WRBA
- Springfield, Florida; United States;
- Broadcast area: Panama City, Florida
- Frequency: 95.9 MHz (HD Radio)
- Branding: The Joy FM

Programming
- Format: Christian AC
- Subchannels: HD2: Christian worship HD3: Christian hip hop

Ownership
- Owner: Radio Training Network

History
- First air date: 1986; 40 years ago (as WVBM)
- Former call signs: WVBM (1986–1987)
- Call sign meaning: We aRe BAy 96 (former branding)

Technical information
- Licensing authority: FCC
- Facility ID: 63584
- Class: C2
- ERP: 50,000 watts
- HAAT: 86 meters (282 ft)
- Transmitter coordinates: 30°12′12.00″N 85°36′57.00″W﻿ / ﻿30.2033333°N 85.6158333°W

Links
- Public license information: Public file; LMS;
- Webcast: Listen Live
- Website: florida.thejoyfm.com

= WRBA =

Radio station in Springfield–Panama City, Florida

WRBA (95.9 FM, "The Joy FM") is a radio station licensed to Springfield, Florida. Owned by Radio Training Network, it broadcasts a Christian AC format serving the Panama City market.

==History==
The station began broadcast in 1986 as WVBM, which was the area's first and only African-American-owned radio station.

At noon on November 14, 1987, after the call sign was changed to WRBA, the station's format shifted to easy listening and oldies under the name "Bay 96 FM". In a News-Herald interview, then-owner Peter Michael Bardach described its format as being "halfway between WGNE (AM) and Sunny 98 (FM)" and that it was targeted toward adults between 25 and 54. Over time, the format changed to a mix of modern rock and adult contemporary.

In October 1994, WRBA did away with the adult contemporary, and "Arrow 95.9" debuted. The "Arrow" originally stood for "All Rock & Roll Oldies", and to begin with, solely played rock from the seventies. Over its 18-year history, Arrow 95.9 kept its classic rock format, but expanded it to other decades (namely the 1960s through 1990s).
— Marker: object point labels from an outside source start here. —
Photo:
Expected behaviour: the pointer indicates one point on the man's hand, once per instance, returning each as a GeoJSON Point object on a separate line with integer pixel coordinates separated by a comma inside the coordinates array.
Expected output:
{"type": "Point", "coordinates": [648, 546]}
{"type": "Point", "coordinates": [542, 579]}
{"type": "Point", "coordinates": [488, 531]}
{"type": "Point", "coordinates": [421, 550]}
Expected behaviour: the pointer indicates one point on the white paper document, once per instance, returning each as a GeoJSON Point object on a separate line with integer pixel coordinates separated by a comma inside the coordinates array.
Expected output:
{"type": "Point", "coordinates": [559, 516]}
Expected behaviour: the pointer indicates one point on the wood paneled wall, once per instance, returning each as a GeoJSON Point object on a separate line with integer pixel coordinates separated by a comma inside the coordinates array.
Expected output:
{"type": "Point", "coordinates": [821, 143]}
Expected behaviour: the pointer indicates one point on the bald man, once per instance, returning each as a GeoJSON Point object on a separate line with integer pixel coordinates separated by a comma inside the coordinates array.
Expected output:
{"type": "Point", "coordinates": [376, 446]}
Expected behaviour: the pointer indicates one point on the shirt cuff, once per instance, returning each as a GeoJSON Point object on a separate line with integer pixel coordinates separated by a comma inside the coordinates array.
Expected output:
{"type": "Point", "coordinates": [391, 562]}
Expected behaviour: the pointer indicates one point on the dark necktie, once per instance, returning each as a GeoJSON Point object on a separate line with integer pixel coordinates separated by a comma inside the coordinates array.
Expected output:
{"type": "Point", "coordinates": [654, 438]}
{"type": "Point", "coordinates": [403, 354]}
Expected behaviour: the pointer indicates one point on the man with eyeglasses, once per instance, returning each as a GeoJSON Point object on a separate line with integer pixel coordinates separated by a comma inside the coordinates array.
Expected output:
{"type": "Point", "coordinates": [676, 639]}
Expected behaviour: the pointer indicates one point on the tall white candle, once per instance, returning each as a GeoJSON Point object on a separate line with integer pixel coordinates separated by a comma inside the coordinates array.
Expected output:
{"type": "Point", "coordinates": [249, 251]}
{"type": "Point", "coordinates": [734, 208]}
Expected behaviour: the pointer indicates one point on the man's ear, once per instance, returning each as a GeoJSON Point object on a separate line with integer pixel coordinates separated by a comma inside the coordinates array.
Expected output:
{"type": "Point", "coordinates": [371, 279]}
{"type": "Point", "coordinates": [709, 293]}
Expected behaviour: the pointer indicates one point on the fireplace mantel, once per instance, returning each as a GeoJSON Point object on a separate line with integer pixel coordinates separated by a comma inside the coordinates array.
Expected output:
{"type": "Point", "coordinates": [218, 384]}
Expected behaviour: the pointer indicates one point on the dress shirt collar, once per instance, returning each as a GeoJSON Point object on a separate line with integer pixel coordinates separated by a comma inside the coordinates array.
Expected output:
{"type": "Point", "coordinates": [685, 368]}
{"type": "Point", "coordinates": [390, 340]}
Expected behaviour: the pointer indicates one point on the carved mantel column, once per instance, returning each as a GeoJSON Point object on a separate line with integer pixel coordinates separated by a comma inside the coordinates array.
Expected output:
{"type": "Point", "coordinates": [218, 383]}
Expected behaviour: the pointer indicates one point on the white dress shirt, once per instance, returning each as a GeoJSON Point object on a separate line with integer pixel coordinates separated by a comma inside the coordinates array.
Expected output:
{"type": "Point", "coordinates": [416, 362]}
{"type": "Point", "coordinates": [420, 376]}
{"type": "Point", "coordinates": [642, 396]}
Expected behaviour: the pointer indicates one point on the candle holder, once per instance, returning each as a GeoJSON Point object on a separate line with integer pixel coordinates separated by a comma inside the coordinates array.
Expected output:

In 2012, the station was renamed "Classic Rock 95.9", but kept the same format.

In the aftermath of Hurricane Michael, Powell Broadcasting announced that it would cease operation of its Panama City stations, leaving the future of its licenses in the market in limbo.

On February 18, 2019, the station returned to the air under the operation of Gulf Coast Broadcasting. For around two weeks, the station simulcast WCCN-FM, but soon had its own original identity starting in mid-March. Gulf Coast Broadcasting completed the acquisition of WRBA, along with sister stations WASJ and WKNK, effective April 30, 2019 at a price of $325,000.

On July 3, 2019, Gulf Coast Broadcasting sold WRBA, WASJ, and WKNK to Great American Media for $700,000. The sale closed on September 26, 2019.

In June 2020, the station rebranded as B95.9, maintaining its classic rock format (despite using the branding "Classic Hits"), but dropping most music from the 1990s to focus exclusively on the 1970s and 1980s.

Effective July 1, 2022, Great American Media sold WRBA, WASJ, and WKNK to Roberta Fagan's RoRo Investments for $180,000.

On August 9, 2024, WRBA is being sold to Radio Training Network for $225,000 from RoRo Investments.